1. What is streaming and why does it matter?
Hello hello hello! Welcome to Streaming Data with Amazon Kinesis and AWS Lambda!
My name is Maksim Pecherskiy.
In this class, we're taking a step up from AWS basics and working with real-time data. We will dive into these concepts using (almost) real-life examples from my work in City government.
Ready? Let's stream away!
2. Batch vs stream
There are two main ways of working with data - batch or stream. Neither is better or worse - they're just different tools for different jobs. A data engineer understands the business need and finds the right solution.
3. Batch vs stream
They key difference between batch and stream architectures is when you need to use the data.
Batch is excellent for larger data and complex analysis, but the data can be a bit older - hours or days. Making a daily sales report, projecting next month's performance, or finding customers at risk of leaving are examples.

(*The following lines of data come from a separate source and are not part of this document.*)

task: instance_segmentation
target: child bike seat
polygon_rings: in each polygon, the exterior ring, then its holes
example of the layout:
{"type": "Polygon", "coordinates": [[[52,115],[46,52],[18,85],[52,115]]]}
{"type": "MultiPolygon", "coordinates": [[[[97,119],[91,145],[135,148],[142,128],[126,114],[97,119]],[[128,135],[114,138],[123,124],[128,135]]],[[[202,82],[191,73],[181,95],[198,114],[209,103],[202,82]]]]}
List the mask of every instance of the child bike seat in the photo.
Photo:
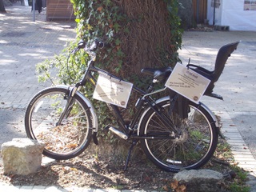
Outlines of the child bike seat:
{"type": "Polygon", "coordinates": [[[172,72],[171,67],[165,67],[160,69],[144,68],[141,70],[142,74],[151,76],[154,79],[159,82],[166,80],[172,72]]]}
{"type": "Polygon", "coordinates": [[[188,64],[186,66],[197,73],[202,74],[202,76],[209,78],[211,82],[209,84],[205,94],[211,94],[213,92],[213,89],[214,87],[214,82],[218,81],[219,77],[221,76],[225,64],[228,58],[231,55],[234,50],[237,49],[239,42],[232,42],[221,47],[218,52],[214,70],[210,71],[202,66],[198,66],[193,64],[188,64]]]}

Streaming is better for simpler analysis on each record or a fairly short time window. The data moves fast - seconds or miliseconds. Cases like fraud detection, monitoring wind turbines or sending alerts in real-time are a fit.
4. Cody and the fleet
We will be helping Cody, the Sustainability Manager for the City of San Diego. As the city's Data Engineer, you will be helping Cody decrease emissions and accidents using the internet of things or IOT.
She wants to put a sensor in each vehicle that will transmit emissions, time and speed for that vehicle. This is known as vehicle telematics, a common streaming data use case.
5. Telematics streaming
You will use Amazon Kinesis for ingesting data from vehicle on-board devices. Next, you will combine it with AWS Lambda Functions for processing that data.
You will also use S3, IAM and SNS from the previous class.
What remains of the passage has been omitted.